Having worked with Cannon before, Van Slyke is very familiar with the directors’ penchant for “filling up the soundscape, to hear sounds surrounding and infiltrating the dialog—bumping up against it— as opposed to a pristine dialog track.” Using a combination of archival sounds from his late 1980s sonic work, mixed with bespoke modern sounds, Van Slyke created hybrid sounds for the show that reinforce the “…separate time and place..” in which Gotham exists, as Hollywood Reporter goes on to say in its review.

“Danny plans moments when sound can be a really big player in the story,” Van Slyke says. “He leaves moments for the sound to sink in, and that opened the door for me to really take chances.”

Van Slyke’s chance-taking ability to deliver dynamic soundscapes that enhance the storytelling—whether a full length film, TV show, or 30 second commercial—has endeared him to Sonixphere’s ad agency clients, making him a valuable resource for high-level sound design on national campaigns for such major brands as Budweiser, OnStar, and US Bank, to name a few.

Throughout Gotham, Van Slyke traverses a wide spectrum of sonic dynamics balancing period soundscapes with modern sounds peppered in for dynamics. Textural effects—tangled foreign tongues swirl around the audio track to impart an organic feel to bustling outdoor ethnic market scenes. And alternatively, there are the “New York-on-steroids” scenes where Van Slyke ramps up the tension, altering reality with big over-the-top sounds: shotguns and 38s are blown up to sound like cannons.

Improvising is one of Van Slyke’s strong suits and came into play while he was creating the audio universe of Gotham. In the many “fistacuff” scenes throughout the show, to avoid a “Hollywood” or comic vibe to the fighting, Van Slyke achieved a bare knuckle, gritty sound of fists pummeling flesh by hitting a pig carcass with a bat.

 

“David (Van Slyke) is a sound design force onto himself,” says Greg Allan, CEO and Creative Director of Sonixphere. “He brings a bottomless bag of sonic ideas and possibilities to each project we work on for ad clients, and his approach is completely original. David’s experience with film and TV work benefits commercials because he knows how to add impact and the unexpected to 30 seconds of film while remaining completely appropriate and making clients very happy.”

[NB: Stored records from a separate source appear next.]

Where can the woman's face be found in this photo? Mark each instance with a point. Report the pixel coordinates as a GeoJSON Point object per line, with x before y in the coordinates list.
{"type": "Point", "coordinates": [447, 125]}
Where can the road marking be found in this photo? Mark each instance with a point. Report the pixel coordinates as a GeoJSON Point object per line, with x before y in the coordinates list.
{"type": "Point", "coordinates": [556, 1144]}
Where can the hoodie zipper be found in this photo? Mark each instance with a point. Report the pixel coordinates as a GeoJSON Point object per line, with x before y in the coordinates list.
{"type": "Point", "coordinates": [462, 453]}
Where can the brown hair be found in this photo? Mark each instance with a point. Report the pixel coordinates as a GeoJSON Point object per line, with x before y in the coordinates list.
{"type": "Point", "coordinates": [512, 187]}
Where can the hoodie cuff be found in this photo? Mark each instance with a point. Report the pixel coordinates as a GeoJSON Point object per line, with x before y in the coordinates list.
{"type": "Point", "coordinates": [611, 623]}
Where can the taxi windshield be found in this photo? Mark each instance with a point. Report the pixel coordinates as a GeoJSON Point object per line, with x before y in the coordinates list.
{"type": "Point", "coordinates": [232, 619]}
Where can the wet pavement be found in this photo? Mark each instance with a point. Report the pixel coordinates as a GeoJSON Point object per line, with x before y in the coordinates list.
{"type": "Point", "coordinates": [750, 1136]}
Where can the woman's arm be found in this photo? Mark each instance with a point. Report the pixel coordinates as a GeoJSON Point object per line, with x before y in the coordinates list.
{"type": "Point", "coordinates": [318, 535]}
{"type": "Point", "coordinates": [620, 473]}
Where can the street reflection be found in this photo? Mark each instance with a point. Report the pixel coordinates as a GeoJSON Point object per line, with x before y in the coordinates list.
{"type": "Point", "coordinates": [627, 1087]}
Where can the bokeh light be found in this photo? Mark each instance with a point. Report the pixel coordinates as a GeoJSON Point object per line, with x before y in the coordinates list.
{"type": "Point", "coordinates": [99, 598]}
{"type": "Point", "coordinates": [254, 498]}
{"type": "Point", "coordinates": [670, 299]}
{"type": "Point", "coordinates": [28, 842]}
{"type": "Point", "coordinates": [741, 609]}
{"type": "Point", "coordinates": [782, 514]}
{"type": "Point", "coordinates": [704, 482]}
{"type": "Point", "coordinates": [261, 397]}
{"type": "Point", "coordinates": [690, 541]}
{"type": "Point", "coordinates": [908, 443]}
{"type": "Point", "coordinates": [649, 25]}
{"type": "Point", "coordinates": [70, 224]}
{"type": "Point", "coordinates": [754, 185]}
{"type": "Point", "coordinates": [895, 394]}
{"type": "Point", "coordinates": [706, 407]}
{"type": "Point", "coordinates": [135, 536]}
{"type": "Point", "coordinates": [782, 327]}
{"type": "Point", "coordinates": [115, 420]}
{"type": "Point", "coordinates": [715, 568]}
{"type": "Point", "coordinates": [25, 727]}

While there are “hyper-loud” moments in Gotham, there are also sensitive, quieter ones, for which Van Slyke provided standout sound design detailing. In the opening scene where a young Bruce Wayne witnesses his parents being robbed and then murdered in an alley, Cannon uses slow motion for three cuts when pearls from the mother’s broken necklace, are falling to the ground. To amplify the foreboding and extended slo mo of imagery, Van Slyke created a delicate, percussive sound— achieved by trial and error and improvisation—using a Mardi Gras necklace he cut it up and a ramekin.

“I was using the ramekin to hold the loose beads, but there was a great ring to it,” he says. “I recorded the beads dropping onto cement, and then recorded them dropping into the ramekin. In the ramekin, they made a delicate percussive sound that I preferred, so I made them slo-mo, to match the visuals, and it’s a really cool effect.”

“I’ve been working with David for a long time and he consistently comes up with new sound design solutions that blow my mind,” says Allan. “He never ceases to amaze me and we’re thrilled to be able to offer ad clients this level of artistry for their commercial projects.”